Ross Boissoneau - March 10th, 2005
Whatever the song or the setting, the harmonies of Ladysmith Black Mambazo are instantly recognizable. Now you can hear for yourself Wednesday, March 16 when the acclaimed South African group performs at Interlochen Center for the Arts.
Whether it’s with Paul Simon, who first brought the a capella group to worldwide attention on the “Graceland” disc and tour, with harp player Andreas Vollenweider, or performing alongside an orchestra as on “No Boundaries,” their latest recording, the 10 member-group has created a sound and identity like no other.
That’s been recognized by audiences worldwide, as well as by the critics. As proof, the group just won the Grammy for Best Traditional World Music Album, their second Grammy, for “Raise Your Spirit Higher.”
“We are so grateful and proud to have been awarded the Grammy Award. It’s a humbling moment,” said group leader Joseph Shabalala, the founder of the world-renowned Zulu singing group. “The members of Ladysmith Black Mambazo and I accept this award, not just as recognition for our songs, but for our culture, our people and our country.”
It’s that attitude and spirit which pervades their music. Singer Albert Mazibuko, who’s shared the stage alongside his cousin for more than 30 years, exhibits the same gentleness and yearning for peace.
“We want to encourage people to work together,” Mazibuko said. “The music is South Africa striving for peace. If we sing of peace it will come out.”

DEATH IN THE FAMILY
That message of peace has been hard won. The group lived under the shadow of apartheid in its native country until the election of Nelson Mandela just a decade ago.

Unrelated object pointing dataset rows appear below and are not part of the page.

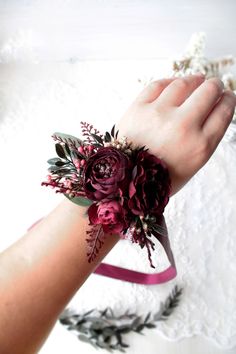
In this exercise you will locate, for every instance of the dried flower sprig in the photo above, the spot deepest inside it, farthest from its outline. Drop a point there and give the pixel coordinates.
(104, 329)
(103, 173)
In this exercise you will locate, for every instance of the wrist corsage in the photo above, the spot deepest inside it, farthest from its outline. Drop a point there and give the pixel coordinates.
(124, 187)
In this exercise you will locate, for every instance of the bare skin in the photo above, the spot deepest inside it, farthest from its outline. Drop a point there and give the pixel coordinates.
(179, 120)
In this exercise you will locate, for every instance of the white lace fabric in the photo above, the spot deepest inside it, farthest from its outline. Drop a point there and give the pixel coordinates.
(200, 218)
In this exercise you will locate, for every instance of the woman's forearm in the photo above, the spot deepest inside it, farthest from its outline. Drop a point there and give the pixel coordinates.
(40, 273)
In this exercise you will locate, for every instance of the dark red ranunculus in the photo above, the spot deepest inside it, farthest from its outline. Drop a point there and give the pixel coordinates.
(110, 214)
(106, 174)
(150, 186)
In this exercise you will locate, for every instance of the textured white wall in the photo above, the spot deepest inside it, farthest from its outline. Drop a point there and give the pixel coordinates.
(114, 29)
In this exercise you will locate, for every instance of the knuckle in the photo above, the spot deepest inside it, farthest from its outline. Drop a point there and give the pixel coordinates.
(205, 148)
(156, 84)
(181, 84)
(228, 111)
(214, 86)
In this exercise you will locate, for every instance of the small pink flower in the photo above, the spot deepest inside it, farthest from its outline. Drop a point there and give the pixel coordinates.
(48, 178)
(110, 214)
(90, 148)
(77, 163)
(81, 149)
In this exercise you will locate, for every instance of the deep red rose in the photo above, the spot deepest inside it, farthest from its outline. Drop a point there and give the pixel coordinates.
(106, 174)
(110, 214)
(150, 186)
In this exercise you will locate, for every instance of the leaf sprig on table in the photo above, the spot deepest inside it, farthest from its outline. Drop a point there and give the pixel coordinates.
(104, 329)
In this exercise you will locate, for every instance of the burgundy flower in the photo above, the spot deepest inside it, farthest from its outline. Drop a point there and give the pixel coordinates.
(110, 214)
(149, 189)
(106, 174)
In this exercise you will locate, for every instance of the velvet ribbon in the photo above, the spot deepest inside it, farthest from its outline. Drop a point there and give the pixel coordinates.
(133, 276)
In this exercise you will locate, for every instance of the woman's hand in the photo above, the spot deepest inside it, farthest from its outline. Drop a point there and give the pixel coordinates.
(180, 120)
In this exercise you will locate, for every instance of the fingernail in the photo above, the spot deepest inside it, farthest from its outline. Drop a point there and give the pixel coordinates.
(200, 74)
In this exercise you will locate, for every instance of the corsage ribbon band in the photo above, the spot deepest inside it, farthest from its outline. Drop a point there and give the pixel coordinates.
(124, 188)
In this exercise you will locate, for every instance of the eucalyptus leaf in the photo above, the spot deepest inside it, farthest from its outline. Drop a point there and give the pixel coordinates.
(98, 138)
(113, 131)
(60, 151)
(107, 137)
(67, 137)
(53, 160)
(80, 200)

More recently, Shabalala’s wife Nellie was murdered by a masked gunman outside their church in South Africa in 2002. And last year, Shabalala’s brother Ben, a member of the group during the Paul Simon “Graceland” era, was shot and killed in Durban.
Despite these tragedies, the group remains committed to its message of peace and harmony.
Ladysmith has sung with numerous artists of all stripes: Stevie Wonder, Dolly Parton, the Corrs and others.
“It’s amazing. It’s so good to sing with all these people,” said Mazibuko. “It creates different feelings when you sing with different people. Music is a gift. When we come together we become one. It’s necessary.”
But his favorite remains the album and tour which brought Ladysmith Black Mamabazo and South African music in general to the attention of the U.S.
“My favorite is Paul Simon,” he said with a smile in his voice. “That tour stands out with me. It was so wonderful, and a great breakthrough.”
Mazibuko said the audience at Interlochen will hear a mix of the group’s music, including songs from “Raise Your Spirit Higher” and “No Boundaries” as well as numerous other songs from throughout the group’s history.
“We’re just bringing in some of the new material,” he said. “People can connect young and old. The young are innovative, the old have wisdom. You bring that together and it makes our world a peaceful place.
“That’s what we want to share with our audience.”